After the RFID tags were installed on each individual bottle, supply-chain visualization began. The goal is to use digital technology to track the supply chain from the brewery to the liquor stores, making it possible to visualize in real time the flow of goods: when, where, and what.
In order to facilitate tracking during the distribution process after shipment, Asahi Shuzo associated the unique IDs on the 12 bottles with an RFID tag on the case in which they were packed. In this way, it is possible to track the distribution process of each bottle by simply reading the RFID on the case, rather than having to read the RFID on all 12 bottles after they leave the brewery.
The RFID tag on the case also has a QR code printed on it, so that wholesalers and liquor stores that do not have RFID readers can use their smartphones to read the QR code and carry out the bottle receiving and shipping process.
In this way, brewers can now monitor whether their products are being properly managed and sold in their intended retail channels. At the same time, consumers can now instantly access information such as “when was this sake made?” and “how long has this sake been sold at liquor stores?”
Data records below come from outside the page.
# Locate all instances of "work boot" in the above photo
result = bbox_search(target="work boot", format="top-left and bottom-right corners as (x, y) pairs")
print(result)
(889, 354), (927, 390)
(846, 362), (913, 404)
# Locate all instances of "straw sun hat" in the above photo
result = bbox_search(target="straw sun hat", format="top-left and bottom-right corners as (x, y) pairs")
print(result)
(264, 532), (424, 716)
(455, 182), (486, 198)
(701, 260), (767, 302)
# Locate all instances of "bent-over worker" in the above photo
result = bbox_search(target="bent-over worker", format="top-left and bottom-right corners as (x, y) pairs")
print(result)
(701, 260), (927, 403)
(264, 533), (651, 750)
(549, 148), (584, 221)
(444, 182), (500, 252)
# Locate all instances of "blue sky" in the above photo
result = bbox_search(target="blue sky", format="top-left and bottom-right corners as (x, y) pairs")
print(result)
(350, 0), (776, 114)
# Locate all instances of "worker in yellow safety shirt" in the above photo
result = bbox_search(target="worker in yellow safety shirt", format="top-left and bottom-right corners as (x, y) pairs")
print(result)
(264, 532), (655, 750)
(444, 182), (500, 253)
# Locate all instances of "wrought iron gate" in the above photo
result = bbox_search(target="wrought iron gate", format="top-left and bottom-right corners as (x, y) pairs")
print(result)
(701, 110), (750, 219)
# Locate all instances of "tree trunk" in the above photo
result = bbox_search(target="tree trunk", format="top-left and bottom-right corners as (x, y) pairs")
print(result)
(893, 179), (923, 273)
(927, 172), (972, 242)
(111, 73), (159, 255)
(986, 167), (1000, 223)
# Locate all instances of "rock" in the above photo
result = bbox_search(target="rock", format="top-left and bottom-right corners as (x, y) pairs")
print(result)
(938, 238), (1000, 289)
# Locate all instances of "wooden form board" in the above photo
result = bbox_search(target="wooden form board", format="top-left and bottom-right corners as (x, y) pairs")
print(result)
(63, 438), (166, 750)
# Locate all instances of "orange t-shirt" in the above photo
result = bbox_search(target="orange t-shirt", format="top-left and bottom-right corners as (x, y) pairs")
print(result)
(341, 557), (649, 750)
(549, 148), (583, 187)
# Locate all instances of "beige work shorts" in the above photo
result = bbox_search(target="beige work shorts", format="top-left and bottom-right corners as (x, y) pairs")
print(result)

Ichiro Abe, Senior Consultant at Mizuho Research & Technologies, who was in charge of the project, commented “Avery Dennison Smartrac is a top global company, and we were very pleased with their solution.” The consultant also said “Generally, RFID is perceived as a way to save labor in business operations, but I feel it is necessary to promote RFID as a system that achieves total optimization not only for manufacturers, but also for retailers and consumers.”
This project reaffirmed the need to select a partner that can propose appropriate solutions based on experience and understanding of the issues faced by the customer, and who has the knowledge to implement high-performance products in line with the customer’s strategy, in order to successfully implement RFID.